Estou em Cerro Largo. Fui convidado como “atração” de sua Feira Cultural que, entre outras atividades, encerra um trabalho de leitura e literatura nas escolas do município. Nosso estado é o mais bem sortido de feiras do livro do Brasil. Embora ninguém veja na televisão nem ouça nas rádios, além de Xuxa, Gisele Bündchen e Fernanda Lima, aqui nasceram escritores do quilate de Moacyr Scliar, Simões Lopes Neto, Érico Veríssimo, Josué Guimarães, Cyro Martins... Esses grandes inventores de metáforas abriram caminhos pampa afora para médios ou pequenos como eu.
As conversas com alunos serão amanhã. Cheguei mais cedo em razão de um evento em Três de Maio ter sido adiado. Caminhei pela cidade, conheci sua praça criativa, misturando espécies do sul,- como a paineiras, butiá e bananas-de-bugre e outras tiradas da Amazônia, já vistas em jardins do Burle Max e nem sei o nome. Bonito ver uma pequena cidade com conhecimento da estética do paisagismo.
Na padaria, ouvia uma rádio local, e experimentava uma torta de requeijão com café. Folheei os jornais. Quarenta minutos e nada sobre a Semana Cultural da cidade. Ao pedir outro café, uma notícia bombástica na rádio local: “Lady Gaga cancela show por estar com bronquite”. Depois da manchete, lá ficou a locutora explicando a doença, o pedido de desculpas de Gaga aos fãs. Depois encerrou com uma “música” da “artista”. Ao todo foram uns quinze minutos em que Lady Gaga teve sua importante e contribuição à humanidade reconhecida em Cerro Largo.

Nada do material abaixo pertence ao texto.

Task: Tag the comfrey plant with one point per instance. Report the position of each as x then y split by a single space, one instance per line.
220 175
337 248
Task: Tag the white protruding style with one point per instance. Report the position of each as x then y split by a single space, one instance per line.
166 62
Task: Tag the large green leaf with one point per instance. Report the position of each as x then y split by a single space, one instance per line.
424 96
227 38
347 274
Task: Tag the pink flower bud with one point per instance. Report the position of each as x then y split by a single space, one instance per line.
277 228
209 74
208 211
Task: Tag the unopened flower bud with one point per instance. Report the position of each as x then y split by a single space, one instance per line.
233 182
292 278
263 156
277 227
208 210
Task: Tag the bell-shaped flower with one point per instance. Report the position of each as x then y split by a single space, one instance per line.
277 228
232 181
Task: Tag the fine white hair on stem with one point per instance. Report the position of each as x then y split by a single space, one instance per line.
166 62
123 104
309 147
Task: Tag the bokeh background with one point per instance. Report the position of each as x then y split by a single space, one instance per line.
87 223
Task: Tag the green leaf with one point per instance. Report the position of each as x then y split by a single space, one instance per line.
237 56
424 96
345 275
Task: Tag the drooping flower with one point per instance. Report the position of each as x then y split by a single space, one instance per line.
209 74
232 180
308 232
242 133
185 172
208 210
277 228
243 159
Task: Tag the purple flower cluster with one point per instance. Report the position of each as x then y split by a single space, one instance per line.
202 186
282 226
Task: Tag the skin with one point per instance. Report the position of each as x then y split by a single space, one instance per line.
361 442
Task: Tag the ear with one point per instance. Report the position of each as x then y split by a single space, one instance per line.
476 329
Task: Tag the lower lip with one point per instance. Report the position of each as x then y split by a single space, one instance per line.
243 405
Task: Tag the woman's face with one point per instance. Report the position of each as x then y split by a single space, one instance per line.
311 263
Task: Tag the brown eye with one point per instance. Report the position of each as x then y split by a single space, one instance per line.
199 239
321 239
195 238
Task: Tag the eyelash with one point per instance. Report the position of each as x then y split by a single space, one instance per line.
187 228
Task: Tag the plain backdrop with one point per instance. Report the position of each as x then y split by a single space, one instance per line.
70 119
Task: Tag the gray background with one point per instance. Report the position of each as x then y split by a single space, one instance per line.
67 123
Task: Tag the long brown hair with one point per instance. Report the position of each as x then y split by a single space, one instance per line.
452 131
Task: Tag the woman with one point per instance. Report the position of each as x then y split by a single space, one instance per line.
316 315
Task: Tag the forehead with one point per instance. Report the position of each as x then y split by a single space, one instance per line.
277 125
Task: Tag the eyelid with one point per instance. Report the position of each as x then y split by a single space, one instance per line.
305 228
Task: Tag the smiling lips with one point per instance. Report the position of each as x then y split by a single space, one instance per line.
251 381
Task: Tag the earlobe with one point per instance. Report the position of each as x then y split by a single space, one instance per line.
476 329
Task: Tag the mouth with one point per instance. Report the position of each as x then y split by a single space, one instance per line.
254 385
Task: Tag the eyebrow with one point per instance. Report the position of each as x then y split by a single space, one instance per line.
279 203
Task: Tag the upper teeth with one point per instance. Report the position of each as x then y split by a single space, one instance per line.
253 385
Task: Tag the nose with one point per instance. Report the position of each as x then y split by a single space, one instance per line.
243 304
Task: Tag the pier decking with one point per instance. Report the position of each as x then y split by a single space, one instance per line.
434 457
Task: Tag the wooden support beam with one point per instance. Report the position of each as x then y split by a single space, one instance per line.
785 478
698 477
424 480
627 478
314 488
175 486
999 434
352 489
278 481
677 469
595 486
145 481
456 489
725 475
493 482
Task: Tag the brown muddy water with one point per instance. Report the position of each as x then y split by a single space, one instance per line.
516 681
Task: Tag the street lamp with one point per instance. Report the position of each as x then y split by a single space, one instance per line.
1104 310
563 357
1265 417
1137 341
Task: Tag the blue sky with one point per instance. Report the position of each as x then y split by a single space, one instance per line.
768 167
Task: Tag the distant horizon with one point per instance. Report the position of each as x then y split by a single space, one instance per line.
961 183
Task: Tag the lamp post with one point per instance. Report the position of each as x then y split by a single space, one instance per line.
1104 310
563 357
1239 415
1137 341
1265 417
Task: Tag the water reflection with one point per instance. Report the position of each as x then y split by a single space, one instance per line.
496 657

Peguei outro jornal e cronometrei uma hora desde a minha chegada. Depois de Gaga, a locutora falou sobre os “cantores” da música-tema do mundial. Os butiás - recolhidos na praça tão bonita - me caíram dos bolsos. O que fez Lady Gaga de tão importante em Cerro Largo, ou em Marau, ou em Porto Vera Cruz, ou na Linha 18 Roso, para ter quinze minutos do rádio quando um evento cultural sequer foi mencionado durante mais de uma hora de programação?
Isso não é exclusividade daqui. É corriqueiro em todas as cidades do RS, do Brasil, quiçá, do mundo. A indústria de dejetos culturais fabrica ídolos, convence todo o planeta a admirá-los, repete isso na TV, nas rádios, nos jornais, tanto, mas tanto, que eles se tornam bons por repetição, e seus excrementos ouro de tolos. Por outro lado, eventos culturais agonizam em Cerro Largo, em Passo Fundo, em Santo Antonio do Palma e em Cananéia-SP para conseguir uma notinha sequer nos jornais, nas rádios. Nem penso na TV, quando qualquer menção cultural é uma morte de papa.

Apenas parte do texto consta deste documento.